Wildfires are, of course, a perfectly natural phenomenon and have periodically reset ecosystems for new growth throughout history. But in modern times, thanks to humanity’s meddling with the climate and the landscape, these fires have ballooned into unnatural beasts that instead obliterate ecosystems. Fire historian Stephen Pyne has termed this the Pyrocene, an age of flames

Over the past several years, many factors have conspired to create the massive wildfires seen in Australia and California. Climate change has created more intense heat waves and longer dry seasons, with more crisp, ready-to-burn vegetation. And human habitation is expanding from city centers into these increasingly dry wild zones. (In California, for example, folks are getting priced out of coastal regions and moving into cheaper areas in the forested eastern parts of the state.) The one constant among wildfires is that humans will find a way to start them, whether it’s a spark from a cigarette, a lawnmower, or a firework. “In the US, we have a wildland-urban fire problem—we define it as people foolishly moving into fire-prone areas,” says Pyne. But in Europe, he says, it’s the reverse: “Europe has an equally large problem, but it’s because people have moved out of areas.”

In countries like Portugal, Spain, and Greece, economic development has triggered migration into cities and away from pastoral industries, like farming and raising animals. “That economic shift meant that there were not enough people on the landscape to maintain traditional burning or to maintain traditional land use,” says Pyne. For thousands of years, farmers regularly burned their lands to clear out dead brush and make way for new growth, and to lower the risk of massive blazes. But as in California, many modern European communities have turned to a strategy called fire suppression—meaning putting out wildfires quickly before they have a chance to spread, destroy property, and kill people. That means fuel is piling up in the countryside, ready to burn. 

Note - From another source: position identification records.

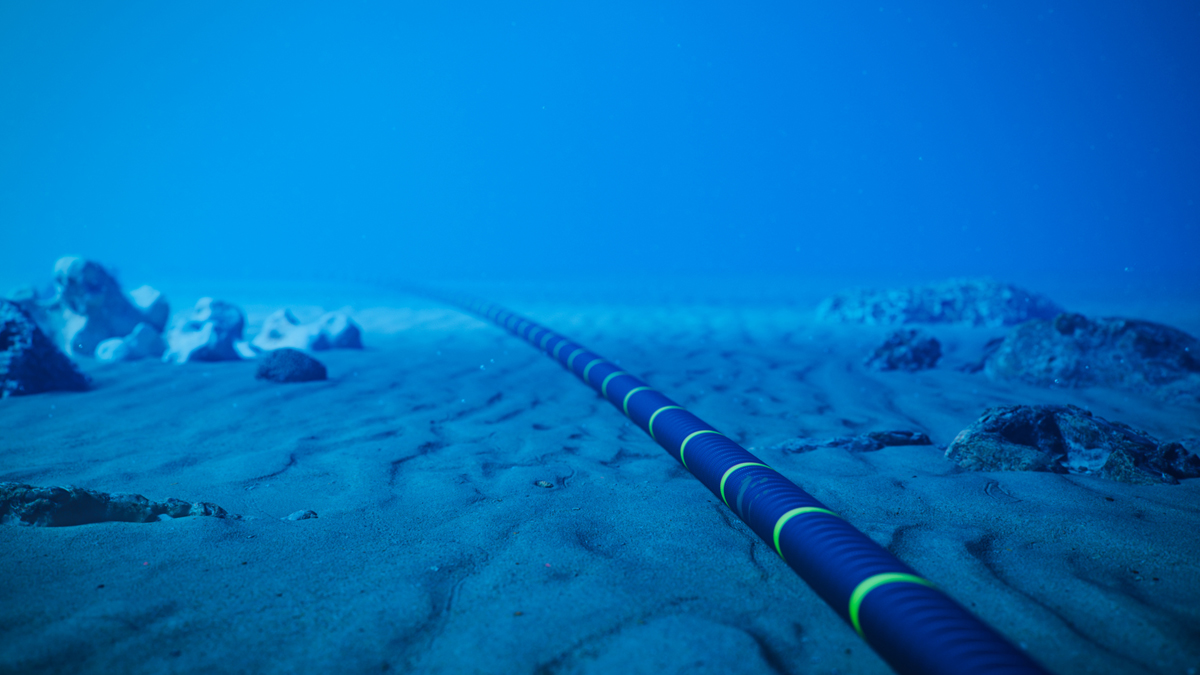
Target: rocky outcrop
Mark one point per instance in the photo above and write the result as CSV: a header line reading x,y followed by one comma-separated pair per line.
x,y
87,306
906,350
289,365
868,442
29,362
1120,353
211,332
95,309
143,342
334,330
1068,440
959,302
59,507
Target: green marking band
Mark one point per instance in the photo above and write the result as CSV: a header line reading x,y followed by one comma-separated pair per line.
x,y
731,470
631,392
870,584
570,359
791,514
690,436
649,424
587,369
604,386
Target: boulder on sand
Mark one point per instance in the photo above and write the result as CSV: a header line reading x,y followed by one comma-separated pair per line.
x,y
95,309
211,332
333,330
1120,353
63,507
29,362
143,342
291,365
970,302
1068,440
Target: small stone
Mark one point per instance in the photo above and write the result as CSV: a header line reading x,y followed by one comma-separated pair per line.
x,y
29,362
291,365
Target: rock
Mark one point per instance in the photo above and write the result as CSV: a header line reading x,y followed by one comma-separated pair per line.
x,y
94,306
154,306
334,330
963,302
143,342
58,507
862,443
209,333
1068,440
300,515
337,332
906,350
29,362
1120,353
289,365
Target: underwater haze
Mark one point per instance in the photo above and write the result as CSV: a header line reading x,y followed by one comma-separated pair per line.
x,y
484,139
901,303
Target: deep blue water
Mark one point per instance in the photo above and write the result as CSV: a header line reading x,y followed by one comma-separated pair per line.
x,y
463,139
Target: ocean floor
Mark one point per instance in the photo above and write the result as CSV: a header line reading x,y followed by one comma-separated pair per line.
x,y
436,549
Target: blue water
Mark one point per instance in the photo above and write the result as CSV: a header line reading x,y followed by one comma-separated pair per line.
x,y
483,139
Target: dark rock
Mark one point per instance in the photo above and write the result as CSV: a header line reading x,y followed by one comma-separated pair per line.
x,y
963,302
289,365
29,362
58,507
1121,353
862,443
211,332
1068,440
906,350
304,514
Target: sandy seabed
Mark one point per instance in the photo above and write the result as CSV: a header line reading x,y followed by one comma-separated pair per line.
x,y
436,550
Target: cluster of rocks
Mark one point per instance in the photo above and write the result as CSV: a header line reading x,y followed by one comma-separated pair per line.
x,y
1069,440
87,314
87,310
1045,345
29,362
964,302
59,507
1121,353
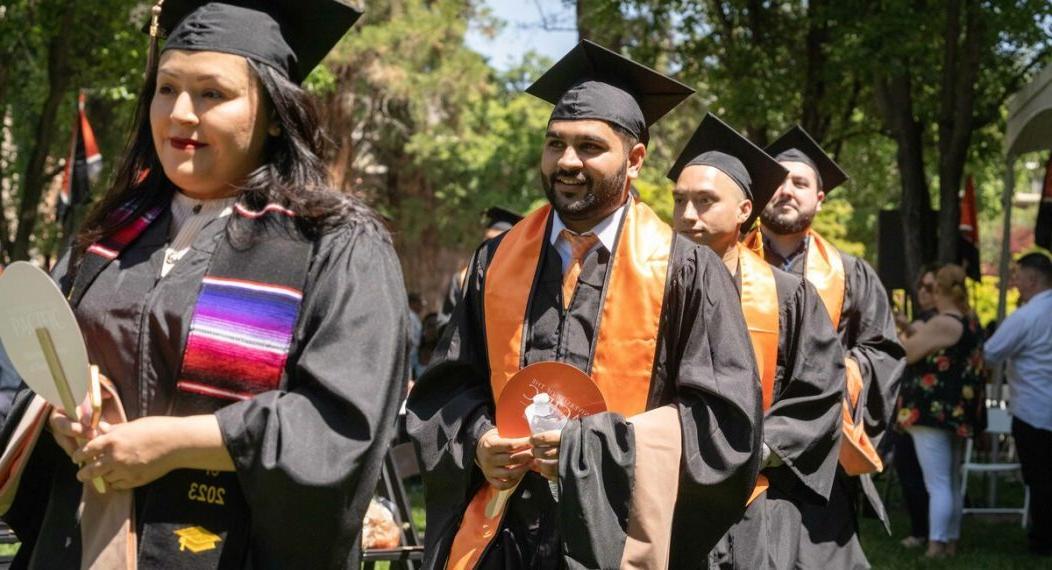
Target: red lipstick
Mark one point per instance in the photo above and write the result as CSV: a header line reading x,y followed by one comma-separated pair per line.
x,y
186,144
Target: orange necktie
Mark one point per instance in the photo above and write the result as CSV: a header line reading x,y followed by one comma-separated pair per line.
x,y
580,246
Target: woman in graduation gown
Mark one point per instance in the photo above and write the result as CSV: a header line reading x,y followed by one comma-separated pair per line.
x,y
225,291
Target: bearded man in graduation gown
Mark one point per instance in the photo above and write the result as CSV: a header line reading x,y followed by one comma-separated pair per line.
x,y
594,280
857,304
722,183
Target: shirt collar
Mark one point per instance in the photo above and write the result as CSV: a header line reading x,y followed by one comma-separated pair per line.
x,y
606,230
786,261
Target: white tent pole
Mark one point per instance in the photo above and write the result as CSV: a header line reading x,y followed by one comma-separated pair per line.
x,y
1006,244
1006,252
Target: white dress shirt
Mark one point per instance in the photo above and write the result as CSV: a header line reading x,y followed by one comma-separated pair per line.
x,y
1025,340
188,217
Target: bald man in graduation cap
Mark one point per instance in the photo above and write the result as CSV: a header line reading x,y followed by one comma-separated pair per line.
x,y
857,304
595,280
722,183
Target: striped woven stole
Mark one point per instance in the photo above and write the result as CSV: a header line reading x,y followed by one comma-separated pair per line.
x,y
245,314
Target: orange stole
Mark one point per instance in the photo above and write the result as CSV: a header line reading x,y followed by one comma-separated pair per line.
x,y
825,270
760,303
625,345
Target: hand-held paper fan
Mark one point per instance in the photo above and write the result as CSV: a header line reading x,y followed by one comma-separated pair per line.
x,y
43,341
571,390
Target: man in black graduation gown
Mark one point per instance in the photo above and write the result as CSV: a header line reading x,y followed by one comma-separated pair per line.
x,y
722,183
702,370
866,328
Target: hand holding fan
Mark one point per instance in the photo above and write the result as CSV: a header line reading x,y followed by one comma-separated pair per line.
x,y
43,341
569,389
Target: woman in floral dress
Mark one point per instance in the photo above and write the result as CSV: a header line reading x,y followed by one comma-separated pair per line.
x,y
941,402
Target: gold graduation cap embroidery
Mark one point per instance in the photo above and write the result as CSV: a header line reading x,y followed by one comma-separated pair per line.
x,y
196,540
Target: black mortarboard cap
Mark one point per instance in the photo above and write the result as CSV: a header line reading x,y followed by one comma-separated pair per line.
x,y
592,82
498,218
796,145
292,37
714,143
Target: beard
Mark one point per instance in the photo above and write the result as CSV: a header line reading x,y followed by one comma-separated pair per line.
x,y
785,224
600,196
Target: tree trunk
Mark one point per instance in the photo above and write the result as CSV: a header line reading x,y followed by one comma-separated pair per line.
x,y
4,232
812,118
957,101
895,102
33,180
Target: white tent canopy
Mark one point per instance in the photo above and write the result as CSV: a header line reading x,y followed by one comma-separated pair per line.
x,y
1029,128
1029,125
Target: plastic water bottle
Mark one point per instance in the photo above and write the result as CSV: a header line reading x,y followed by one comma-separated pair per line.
x,y
542,415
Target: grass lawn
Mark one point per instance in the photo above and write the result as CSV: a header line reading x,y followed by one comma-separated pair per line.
x,y
987,542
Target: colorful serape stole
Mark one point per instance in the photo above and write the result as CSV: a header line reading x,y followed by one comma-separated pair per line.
x,y
246,311
98,256
239,338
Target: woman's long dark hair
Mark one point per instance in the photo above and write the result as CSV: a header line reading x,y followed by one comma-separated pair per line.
x,y
292,172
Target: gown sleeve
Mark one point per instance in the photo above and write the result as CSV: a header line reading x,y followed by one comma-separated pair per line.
x,y
308,456
803,425
707,358
868,328
450,407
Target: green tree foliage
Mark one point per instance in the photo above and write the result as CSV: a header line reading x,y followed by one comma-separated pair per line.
x,y
430,134
49,49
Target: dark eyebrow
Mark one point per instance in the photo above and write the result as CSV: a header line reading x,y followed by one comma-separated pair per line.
x,y
205,77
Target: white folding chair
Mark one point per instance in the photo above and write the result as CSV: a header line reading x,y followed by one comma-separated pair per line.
x,y
998,423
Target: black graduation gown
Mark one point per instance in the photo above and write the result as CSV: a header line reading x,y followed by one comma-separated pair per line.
x,y
307,456
704,365
867,332
802,426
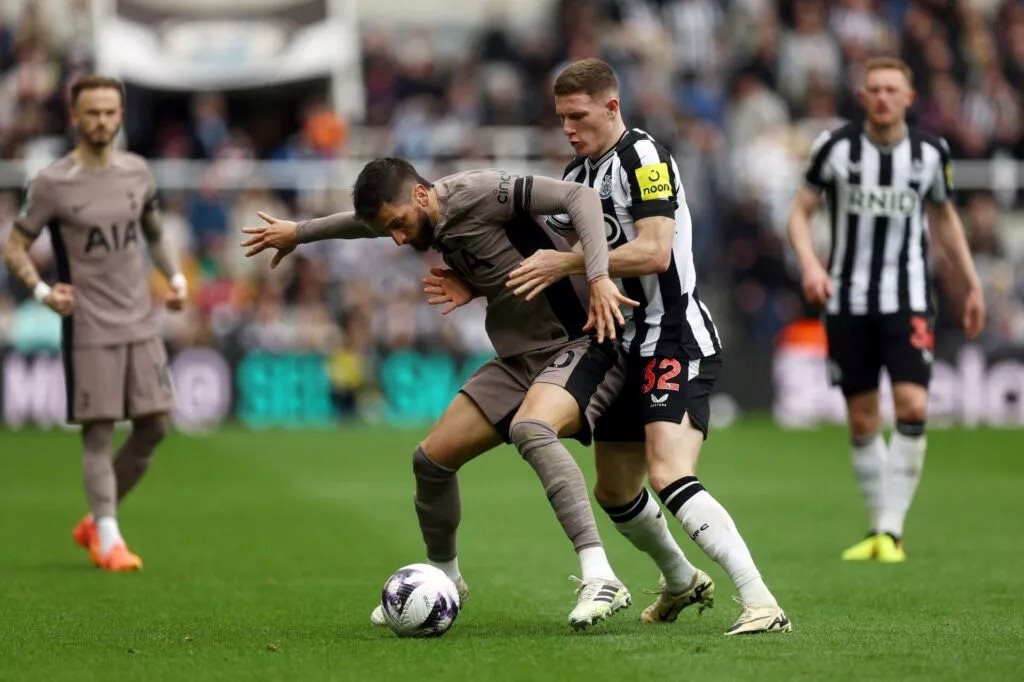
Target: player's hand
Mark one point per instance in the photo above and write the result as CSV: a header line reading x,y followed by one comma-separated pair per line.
x,y
543,268
443,286
179,292
280,235
817,285
604,313
60,299
974,312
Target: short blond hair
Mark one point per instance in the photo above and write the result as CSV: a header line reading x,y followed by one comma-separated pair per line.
x,y
95,82
889,62
591,76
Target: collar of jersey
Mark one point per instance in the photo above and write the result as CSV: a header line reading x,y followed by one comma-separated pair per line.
x,y
604,157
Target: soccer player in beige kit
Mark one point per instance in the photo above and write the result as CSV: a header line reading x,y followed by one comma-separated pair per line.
x,y
549,379
99,205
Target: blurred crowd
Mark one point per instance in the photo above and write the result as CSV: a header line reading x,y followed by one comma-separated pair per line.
x,y
737,89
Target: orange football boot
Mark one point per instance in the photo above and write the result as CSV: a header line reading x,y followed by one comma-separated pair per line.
x,y
119,559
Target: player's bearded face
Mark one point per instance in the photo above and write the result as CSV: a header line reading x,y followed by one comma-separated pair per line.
x,y
409,224
97,116
886,96
588,122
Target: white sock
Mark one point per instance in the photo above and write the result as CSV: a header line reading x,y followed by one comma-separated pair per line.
x,y
710,525
906,459
450,567
110,534
869,459
642,522
594,563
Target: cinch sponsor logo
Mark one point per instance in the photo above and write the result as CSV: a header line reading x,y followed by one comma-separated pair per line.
x,y
654,181
883,201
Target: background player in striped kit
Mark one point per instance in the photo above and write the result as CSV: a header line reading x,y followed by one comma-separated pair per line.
x,y
888,188
549,379
96,201
660,419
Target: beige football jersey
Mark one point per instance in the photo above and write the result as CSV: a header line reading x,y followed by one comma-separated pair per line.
x,y
95,221
485,230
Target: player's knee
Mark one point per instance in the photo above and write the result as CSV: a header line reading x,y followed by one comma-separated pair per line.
x,y
152,431
435,448
912,411
528,434
427,468
613,494
864,423
662,476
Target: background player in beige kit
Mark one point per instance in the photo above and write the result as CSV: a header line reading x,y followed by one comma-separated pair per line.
x,y
99,205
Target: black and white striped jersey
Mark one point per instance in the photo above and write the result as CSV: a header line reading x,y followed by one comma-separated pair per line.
x,y
876,198
637,179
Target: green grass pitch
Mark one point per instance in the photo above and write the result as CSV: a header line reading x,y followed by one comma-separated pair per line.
x,y
265,551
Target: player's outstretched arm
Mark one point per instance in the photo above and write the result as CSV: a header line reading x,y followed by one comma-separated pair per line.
x,y
164,258
59,298
285,236
817,285
947,230
444,287
649,253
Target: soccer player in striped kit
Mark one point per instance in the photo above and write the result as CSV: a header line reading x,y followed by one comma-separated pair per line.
x,y
657,425
889,190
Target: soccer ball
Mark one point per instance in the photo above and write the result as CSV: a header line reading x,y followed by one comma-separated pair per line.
x,y
419,600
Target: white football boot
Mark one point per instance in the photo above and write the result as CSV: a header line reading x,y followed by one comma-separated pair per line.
x,y
377,615
668,605
597,599
756,620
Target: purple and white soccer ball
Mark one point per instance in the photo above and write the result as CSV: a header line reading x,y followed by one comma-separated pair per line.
x,y
419,600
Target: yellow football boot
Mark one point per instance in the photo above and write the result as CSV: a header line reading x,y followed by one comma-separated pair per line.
x,y
865,550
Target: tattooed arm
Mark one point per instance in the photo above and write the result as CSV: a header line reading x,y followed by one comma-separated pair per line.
x,y
163,257
59,298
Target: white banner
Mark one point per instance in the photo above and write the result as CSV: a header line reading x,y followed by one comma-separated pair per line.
x,y
192,47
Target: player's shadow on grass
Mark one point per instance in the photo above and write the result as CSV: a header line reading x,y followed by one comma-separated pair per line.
x,y
50,567
505,630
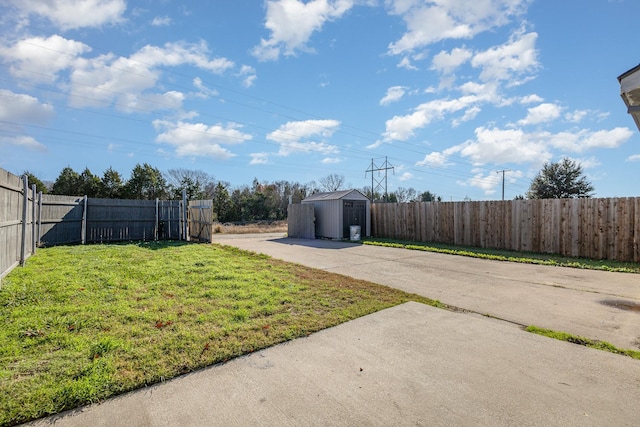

Because there are now fewer people living in the countryside—and also tougher conservation laws—forests have grown. While that is good for wildlife, it also adds fuel to the landscape. With fewer grazing animals to chew through grasses, that highly flammable fuel builds up even more. “So you start seeing these fires coming out, and it’s just relentless,” Pyne continues.

“In my lifetime as a firefighter, the size of the forests in our country has doubled,” says Marc Castellnou, an incident commander for the Catalan Fire Service and a fire analyst based in Spain. “So there has been a change in our society becoming more urban, and we’re losing the landscape management.”